MBZUAI researchers, in collaboration with over 70 researchers, have created the Culturally diverse Visual Question Answering (CVQA) benchmark to evaluate cultural understanding in multimodal LLMs. The CVQA dataset includes over 10,000 questions in 31 languages and 13 scripts, testing models on images of local dishes, personalities, and monuments. Testing of several multimodal LLMs on the CVQA benchmark revealed significant challenges, even for top models. Why it matters: This benchmark highlights the need for AI models to better understand diverse cultures, promoting fairness and relevance across different languages and regions.
MBZUAI is conducting research to improve cross-cultural understanding using AI, including studying LLM limitations in recognizing cultural references. They developed "Culturally Yours," a tool that helps users comprehend cultural references in text, and the "All Languages Matter Benchmark" (ALM Bench) to evaluate multimodal LLMs across 100 languages. MBZUAI has also developed LLMs tailored to low-resource languages like Jais (Arabic), Nanda (Hindi), and Sherkala (Kazakh). Why it matters: These initiatives promote inclusivity and ensure AI systems are culturally aware and can serve diverse populations effectively, particularly in the Middle East's multicultural context.
MBZUAI researchers presented two studies at NAACL 2025 concerning how LLMs understand cultural differences, with one study winning the SAC award. One study, titled "Reading between the lines: Can LLMs identify cross-cultural communication gaps," assesses GPT-4o's ability to identify cultural references in Goodreads book reviews. The researchers created a benchmark dataset using annotations from 50 evaluators across different cultures to measure the LLM's ability to identify culture-specific items (CSIs). Why it matters: Improving LLMs' cross-cultural understanding is crucial for ensuring these models can be used effectively and equitably across diverse global contexts.
MBZUAI researchers have developed "Culturally Yours," a reading assistant that highlights and explains culturally-specific items on webpages to help users understand unfamiliar terms. The tool addresses the "cold-start problem" by asking users for demographic information to personalize the identification of potentially unfamiliar cultural references. It was presented at the 31st International Conference on Computational Linguistics in Abu Dhabi. Why it matters: This tool can help bridge linguistic and cultural gaps, particularly for underrepresented languages and cultures, and aid businesses in reaching diverse audiences.

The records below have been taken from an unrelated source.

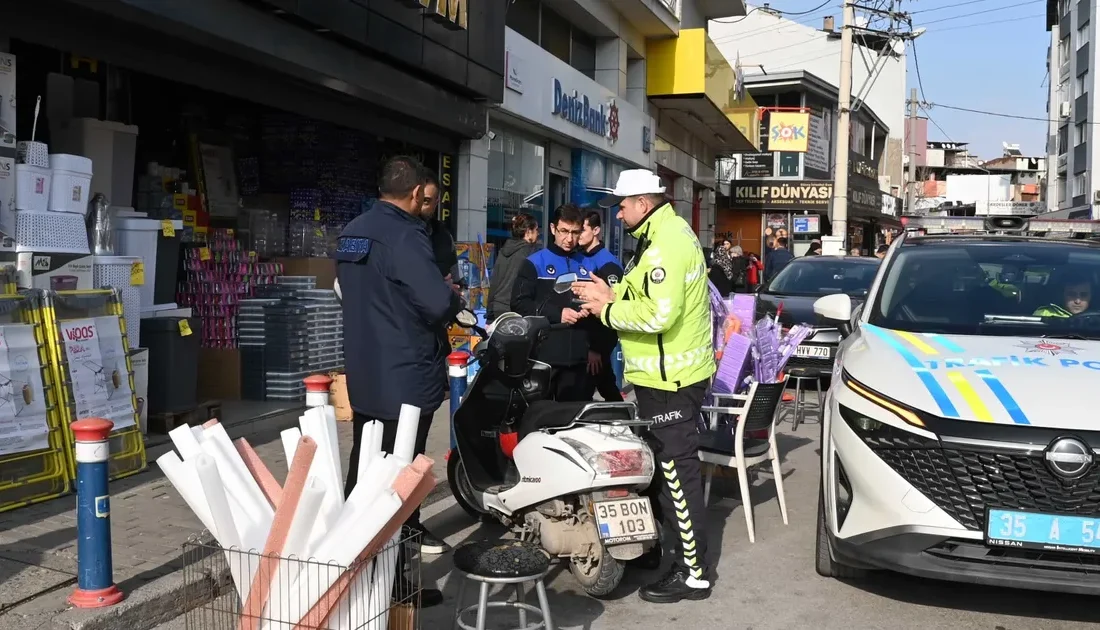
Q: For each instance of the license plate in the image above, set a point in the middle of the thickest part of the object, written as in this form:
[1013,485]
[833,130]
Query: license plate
[1046,532]
[813,351]
[625,520]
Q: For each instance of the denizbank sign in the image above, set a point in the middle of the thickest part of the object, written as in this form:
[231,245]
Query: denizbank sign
[602,120]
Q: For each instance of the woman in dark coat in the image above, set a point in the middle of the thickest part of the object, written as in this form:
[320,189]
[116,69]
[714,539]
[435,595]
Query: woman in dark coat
[523,243]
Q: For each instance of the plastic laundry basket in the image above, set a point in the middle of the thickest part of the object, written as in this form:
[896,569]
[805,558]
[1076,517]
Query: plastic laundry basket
[70,188]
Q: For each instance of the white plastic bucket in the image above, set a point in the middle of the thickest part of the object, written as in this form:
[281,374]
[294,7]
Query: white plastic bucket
[70,189]
[32,188]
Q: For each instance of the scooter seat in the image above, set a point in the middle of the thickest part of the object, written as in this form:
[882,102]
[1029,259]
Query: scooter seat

MBZUAI researchers presented a method for cross-cultural transfer learning to improve language models' understanding of diverse Arab cultures. They used in-context learning and demonstration-based reinforcement (DITTO) to transfer cultural knowledge between countries. Experiments showed up to 34% improvement in performance on cultural understanding benchmarks using only a few demonstrations. Why it matters: This research addresses the gap in cultural understanding of Arabic language models, especially for smaller Arab countries, and provides a novel transfer learning approach.
Researchers from MBZUAI, University of Washington, and other institutions presented studies at EMNLP 2024 exploring how LLMs represent cultures. A survey analyzed dozens of recent studies on LLMs and culture and proposes a new framework for future research. The survey found that there is no widely accepted definition of 'culture' in NLP, making it challenging to interpret how models represent culture through language. Why it matters: This highlights a key gap in the field and emphasizes the need for a more rigorous and consistent understanding of culture in AI, especially as LLMs become more globally integrated.
The paper introduces SaudiCulture, a new benchmark for evaluating the cultural competence of LLMs within Saudi Arabia, covering five major geographical regions and diverse cultural domains. The benchmark includes questions of varying complexity and distinguishes between common and specialized regional knowledge. Evaluations of five LLMs (GPT-4, Llama 3.3, FANAR, Jais, and AceGPT) revealed performance declines on region-specific questions, highlighting the need for region-specific knowledge in LLM training.
MBZUAI researchers have released ALM Bench, a new benchmark dataset for evaluating the performance of multimodal LLMs on cultural visual question-answer tasks across 100 languages. The dataset includes over 22,000 question-answer pairs across 19 categories, with a focus on low-resource languages and cultural nuances, including three Arabic dialects. They tested 16 open- and closed-source multimodal LLMs on it, revealing a significant need for greater cultural and linguistic inclusivity. Why it matters: The benchmark aims to improve the inclusivity of multimodal AI systems by addressing the underrepresentation of low-resource languages and cultural contexts.